Albanese et Ley s’affrontent sur la réponse bipartite à la tragédie de la fusillade

« Le bipartisme ne signifie pas que l’opposition agisse comme un tampon », a déclaré Ley dans un communiqué lundi après-midi. « A aucun moment le Premier ministre n’a cherché à impliquer véritablement l’opposition dans son approche. Il n’a pas partagé ses plans, invité à la collaboration ou établi un consensus. Au lieu de cela, il a annoncé des mesures tardivement et a exigé un accord. »

Chaque fois que la pointe d’éclat s’est produite, elle n’a fait que s’élargir.

La Coalition s’est penchée sur cette tendance, lançant une attaque politique féroce contre le bilan du gouvernement qui a viré au territoire personnel. Ley est passée d’un cran lundi, avec un coup extraordinaire à l’encontre de la ministre des Affaires étrangères Penny Wong, qu’elle a accusée de ne pas avoir versé une larme sur Bondi.

Albanese n’a pas dit grand-chose sur l’opposition, donc on ne peut pas l’accuser d’alimenter l’environnement fébrile avec ses paroles. (Lundi, il a tenu à dire qu’il se retirait délibérément des commentaires partisans.)

Mais le problème pour Albanese, c’est ce qui n’est pas dit. Sa première réponse au massacre n’a pas porté ses fruits. Associé à la profonde impopularité du Premier ministre au sein de la communauté juive, cela a créé un vide d’autorité à un moment crucial.

Cela a été souligné dimanche soir, lors de la veillée de Bondi, lorsque Minns a été applaudi tandis qu’Albanese a été raillé. Cela a ouvert la voie à Ley pour intervenir avec des lignes saillantes sur les échecs fédéraux, même si elles ont parfois été désagréables.

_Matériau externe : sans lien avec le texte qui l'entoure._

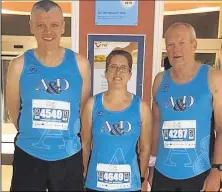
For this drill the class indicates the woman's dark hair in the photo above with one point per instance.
(126, 54)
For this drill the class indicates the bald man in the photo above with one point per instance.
(182, 111)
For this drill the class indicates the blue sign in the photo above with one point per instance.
(116, 12)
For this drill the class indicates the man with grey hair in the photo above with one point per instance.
(184, 97)
(46, 89)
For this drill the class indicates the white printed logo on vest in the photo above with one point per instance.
(180, 104)
(53, 87)
(118, 128)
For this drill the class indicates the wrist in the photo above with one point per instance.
(142, 179)
(217, 167)
(152, 161)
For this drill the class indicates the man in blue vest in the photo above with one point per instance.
(46, 89)
(182, 111)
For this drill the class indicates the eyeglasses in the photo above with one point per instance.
(122, 68)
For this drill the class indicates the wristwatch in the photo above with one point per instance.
(218, 166)
(142, 179)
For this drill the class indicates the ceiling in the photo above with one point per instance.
(25, 6)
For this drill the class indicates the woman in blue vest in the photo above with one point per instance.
(113, 123)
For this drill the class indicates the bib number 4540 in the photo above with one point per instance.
(51, 113)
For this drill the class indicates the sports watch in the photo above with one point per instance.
(218, 166)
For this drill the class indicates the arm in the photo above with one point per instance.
(145, 137)
(212, 182)
(12, 88)
(156, 124)
(156, 115)
(216, 89)
(86, 132)
(84, 68)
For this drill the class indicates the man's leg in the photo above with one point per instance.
(67, 174)
(194, 183)
(29, 173)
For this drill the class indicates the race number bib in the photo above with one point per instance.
(50, 114)
(179, 134)
(113, 177)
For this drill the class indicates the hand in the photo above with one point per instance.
(212, 182)
(150, 176)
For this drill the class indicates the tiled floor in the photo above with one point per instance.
(6, 177)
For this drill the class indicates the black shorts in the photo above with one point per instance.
(163, 183)
(33, 174)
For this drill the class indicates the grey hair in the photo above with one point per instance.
(45, 5)
(187, 25)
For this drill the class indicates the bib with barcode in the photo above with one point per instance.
(179, 134)
(50, 114)
(113, 177)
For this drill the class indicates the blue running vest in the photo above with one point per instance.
(114, 162)
(185, 122)
(49, 121)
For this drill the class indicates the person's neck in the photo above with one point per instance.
(50, 57)
(185, 72)
(117, 95)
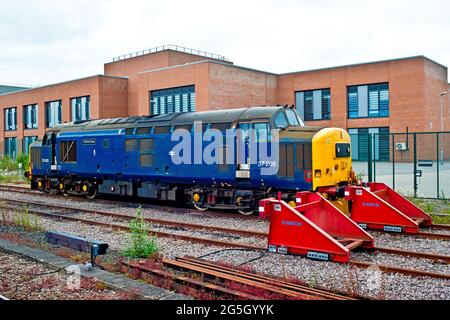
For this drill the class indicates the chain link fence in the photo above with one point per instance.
(415, 164)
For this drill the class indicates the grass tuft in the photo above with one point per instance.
(141, 244)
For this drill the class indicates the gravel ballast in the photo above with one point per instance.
(333, 276)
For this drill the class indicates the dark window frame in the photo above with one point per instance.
(308, 112)
(384, 112)
(34, 116)
(68, 151)
(6, 114)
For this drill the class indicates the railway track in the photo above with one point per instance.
(239, 232)
(228, 244)
(176, 210)
(213, 271)
(17, 189)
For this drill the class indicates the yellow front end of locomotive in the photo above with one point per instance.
(331, 158)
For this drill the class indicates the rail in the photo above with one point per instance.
(170, 47)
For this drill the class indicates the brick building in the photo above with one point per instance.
(376, 97)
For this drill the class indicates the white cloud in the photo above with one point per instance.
(48, 41)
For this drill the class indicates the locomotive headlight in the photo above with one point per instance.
(196, 197)
(318, 173)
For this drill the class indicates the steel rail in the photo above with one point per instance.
(235, 278)
(221, 243)
(263, 278)
(406, 271)
(161, 222)
(435, 257)
(423, 235)
(177, 210)
(415, 254)
(126, 266)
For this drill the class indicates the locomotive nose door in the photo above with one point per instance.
(242, 151)
(53, 151)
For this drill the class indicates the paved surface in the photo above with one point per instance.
(113, 280)
(404, 177)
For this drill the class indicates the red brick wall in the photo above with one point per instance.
(108, 98)
(131, 67)
(408, 91)
(189, 74)
(231, 87)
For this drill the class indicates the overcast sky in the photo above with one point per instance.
(47, 41)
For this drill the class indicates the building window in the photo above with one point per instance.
(368, 101)
(27, 141)
(11, 119)
(172, 100)
(360, 143)
(30, 114)
(53, 113)
(11, 147)
(314, 104)
(68, 151)
(81, 107)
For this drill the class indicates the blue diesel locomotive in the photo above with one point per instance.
(133, 156)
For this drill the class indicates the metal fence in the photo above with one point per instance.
(415, 164)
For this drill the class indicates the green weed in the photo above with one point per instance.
(141, 244)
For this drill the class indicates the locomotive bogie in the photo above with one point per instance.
(138, 157)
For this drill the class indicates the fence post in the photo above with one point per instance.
(415, 164)
(369, 158)
(437, 162)
(374, 158)
(393, 161)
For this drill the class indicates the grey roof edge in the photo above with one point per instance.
(366, 63)
(170, 47)
(63, 82)
(208, 61)
(295, 72)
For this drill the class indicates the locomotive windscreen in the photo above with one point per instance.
(342, 150)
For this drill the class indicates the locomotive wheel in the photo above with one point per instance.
(92, 193)
(198, 201)
(199, 206)
(246, 213)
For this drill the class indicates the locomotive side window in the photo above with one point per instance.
(223, 165)
(280, 121)
(146, 145)
(146, 160)
(165, 129)
(68, 151)
(187, 127)
(262, 131)
(146, 156)
(286, 160)
(342, 150)
(203, 128)
(143, 130)
(292, 117)
(130, 145)
(303, 155)
(221, 126)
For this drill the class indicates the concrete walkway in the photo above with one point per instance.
(113, 280)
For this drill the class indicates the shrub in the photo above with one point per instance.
(141, 244)
(24, 160)
(8, 164)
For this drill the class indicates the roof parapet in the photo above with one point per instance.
(171, 47)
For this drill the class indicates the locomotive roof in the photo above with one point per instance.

La dernière manifestation en date est le débat sur la création d’une commission royale fédérale. L’opposition veut s’interroger à la fois sur l’antisémitisme et sur les circonstances qui ont conduit deux hommes armés à ouvrir le feu sur des innocents lors d’une célébration de Hanoukka, visant les Juifs.

La question n’est pas fondamentalement partisane : Minns en organisera une au niveau de l’État et, lundi, les députés travaillistes fédéraux Mike Freelander et Ed Husic ont rompu les rangs pour déclarer qu’ils soutenaient également une enquête nationale.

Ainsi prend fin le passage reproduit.